The man set a record for climbing speed, although he could recently lose the opportunity to walk forever.
In 2014, Australian Steve Plain (Steve Plain) broke his back while sailing. In addition to multiple fractures of his vertebrae, his spinal cord was damaged, as well as the vertebral disc was broken, the artery was cut and ligaments torn.
Doctors said that he had high chances never to get back on his feet and remain paralyzed. During the recovery, Plain promised himself the goal of conquering seven peaks – one for each continent of the Earth.
Lying in the hospital and looking at the ceiling with the thoughts that I might not be able to walk again and do what I want, I decided to focus on the recovery process.
Four years after the incident, the Australian set a record, most quickly conquering the highest points on each of the seven continents. He overtook the previous record holder for 8 days, having traveled the entire distance for 117 days.
On the morning of May 14, Plain, along with guides Jon Gupta and Pemba Sherpa, reached the summit of Everest, completing his journey. This information was confirmed by the GPS tracker climber, showing that he is on the mountain at an altitude of 8,848 meters. Soon after the ascent, one of the guides published an emotional tweet from the top.
LIVE UPDATE – HELLO FROM THE TOP OF THE WORLD!!!

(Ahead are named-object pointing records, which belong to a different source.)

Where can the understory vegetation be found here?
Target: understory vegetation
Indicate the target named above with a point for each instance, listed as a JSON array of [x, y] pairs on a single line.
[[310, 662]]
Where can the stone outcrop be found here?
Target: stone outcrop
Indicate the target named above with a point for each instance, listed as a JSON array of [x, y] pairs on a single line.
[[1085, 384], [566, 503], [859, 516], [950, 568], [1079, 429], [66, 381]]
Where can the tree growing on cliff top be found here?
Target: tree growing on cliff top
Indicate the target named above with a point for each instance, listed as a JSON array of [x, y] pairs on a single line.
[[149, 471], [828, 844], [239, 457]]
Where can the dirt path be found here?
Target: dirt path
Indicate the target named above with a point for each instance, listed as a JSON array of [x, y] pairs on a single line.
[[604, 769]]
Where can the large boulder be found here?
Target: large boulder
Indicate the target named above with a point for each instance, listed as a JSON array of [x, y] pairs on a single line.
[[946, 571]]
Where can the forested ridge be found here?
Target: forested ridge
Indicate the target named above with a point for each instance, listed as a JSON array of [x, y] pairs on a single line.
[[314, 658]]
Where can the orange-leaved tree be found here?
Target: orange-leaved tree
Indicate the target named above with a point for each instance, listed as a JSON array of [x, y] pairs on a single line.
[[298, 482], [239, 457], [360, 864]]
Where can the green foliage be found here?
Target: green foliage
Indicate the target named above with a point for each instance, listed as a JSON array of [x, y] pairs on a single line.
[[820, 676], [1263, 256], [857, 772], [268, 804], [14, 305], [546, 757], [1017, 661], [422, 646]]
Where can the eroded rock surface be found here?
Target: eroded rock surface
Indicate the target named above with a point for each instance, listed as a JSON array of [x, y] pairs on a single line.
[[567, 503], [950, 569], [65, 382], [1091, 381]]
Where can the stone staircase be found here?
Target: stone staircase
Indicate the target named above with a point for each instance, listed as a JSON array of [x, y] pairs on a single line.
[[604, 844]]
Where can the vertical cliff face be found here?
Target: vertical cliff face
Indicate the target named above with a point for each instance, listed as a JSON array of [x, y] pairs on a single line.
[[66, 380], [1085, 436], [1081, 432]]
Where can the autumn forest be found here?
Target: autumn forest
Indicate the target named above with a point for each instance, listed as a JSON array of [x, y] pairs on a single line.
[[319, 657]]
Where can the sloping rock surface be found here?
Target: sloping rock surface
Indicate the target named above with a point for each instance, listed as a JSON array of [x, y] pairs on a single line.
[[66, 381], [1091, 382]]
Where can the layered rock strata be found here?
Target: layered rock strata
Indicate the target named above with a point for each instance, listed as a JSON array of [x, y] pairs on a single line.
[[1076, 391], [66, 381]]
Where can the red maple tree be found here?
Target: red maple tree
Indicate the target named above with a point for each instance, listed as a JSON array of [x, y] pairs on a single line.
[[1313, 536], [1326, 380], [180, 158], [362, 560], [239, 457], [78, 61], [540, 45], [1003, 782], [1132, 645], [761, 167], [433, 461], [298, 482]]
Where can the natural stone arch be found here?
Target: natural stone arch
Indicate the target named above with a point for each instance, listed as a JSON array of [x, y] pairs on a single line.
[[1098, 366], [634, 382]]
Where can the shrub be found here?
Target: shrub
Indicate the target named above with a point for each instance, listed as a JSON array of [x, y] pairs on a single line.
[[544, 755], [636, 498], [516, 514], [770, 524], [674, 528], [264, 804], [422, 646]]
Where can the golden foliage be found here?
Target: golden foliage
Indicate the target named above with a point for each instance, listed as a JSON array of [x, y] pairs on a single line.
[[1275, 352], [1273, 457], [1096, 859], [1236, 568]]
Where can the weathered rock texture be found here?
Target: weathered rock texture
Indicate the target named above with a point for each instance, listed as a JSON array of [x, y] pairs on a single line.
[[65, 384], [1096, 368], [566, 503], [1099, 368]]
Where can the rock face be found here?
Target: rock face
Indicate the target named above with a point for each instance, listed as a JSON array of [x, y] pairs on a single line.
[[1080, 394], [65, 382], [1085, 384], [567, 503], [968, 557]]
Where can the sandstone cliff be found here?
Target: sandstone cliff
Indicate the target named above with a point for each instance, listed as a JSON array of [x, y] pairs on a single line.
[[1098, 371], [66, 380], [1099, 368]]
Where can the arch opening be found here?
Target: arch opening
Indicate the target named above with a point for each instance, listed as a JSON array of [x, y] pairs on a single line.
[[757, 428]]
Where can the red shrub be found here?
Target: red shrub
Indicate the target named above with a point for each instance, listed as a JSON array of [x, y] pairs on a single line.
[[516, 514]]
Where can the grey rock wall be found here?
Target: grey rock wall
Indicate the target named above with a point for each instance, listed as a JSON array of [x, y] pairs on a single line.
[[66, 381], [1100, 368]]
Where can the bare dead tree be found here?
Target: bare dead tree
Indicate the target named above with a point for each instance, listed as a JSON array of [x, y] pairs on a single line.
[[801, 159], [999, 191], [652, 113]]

WE’VE DONR IT!! WE'RE ON THE SUMMIT OF EVEREST!!
Words simply can't begin to describe what I can see & how I am feeling – it's very emotional!! This is the 3rd time for me… https://t.co/YNGMaei3QI
— Jon Gupta (@MountExpeds) 14 May 2018
“Update – Hello from the top of the world !!! We did it! We are on top of Everest! Words can not describe what I can see and what I feel – so many emotions! For me this is the third time ”
Plain began his ascent in January 2018 from Mount Vision in Antarctica (height 4892 meters). After that, he visited Aconcagua in South America (6962 meters), Kilimanjaro in Africa (5895 meters), Punchak Jaya in Papua New Guinea (4884 meters), Elbrus in Europe (5642 meters) and Mount Denali in North America (6,190 meters ). The previous record belonged to the Polish mountaineer Janusz Kochanski, who conquered all the peaks in 126 days.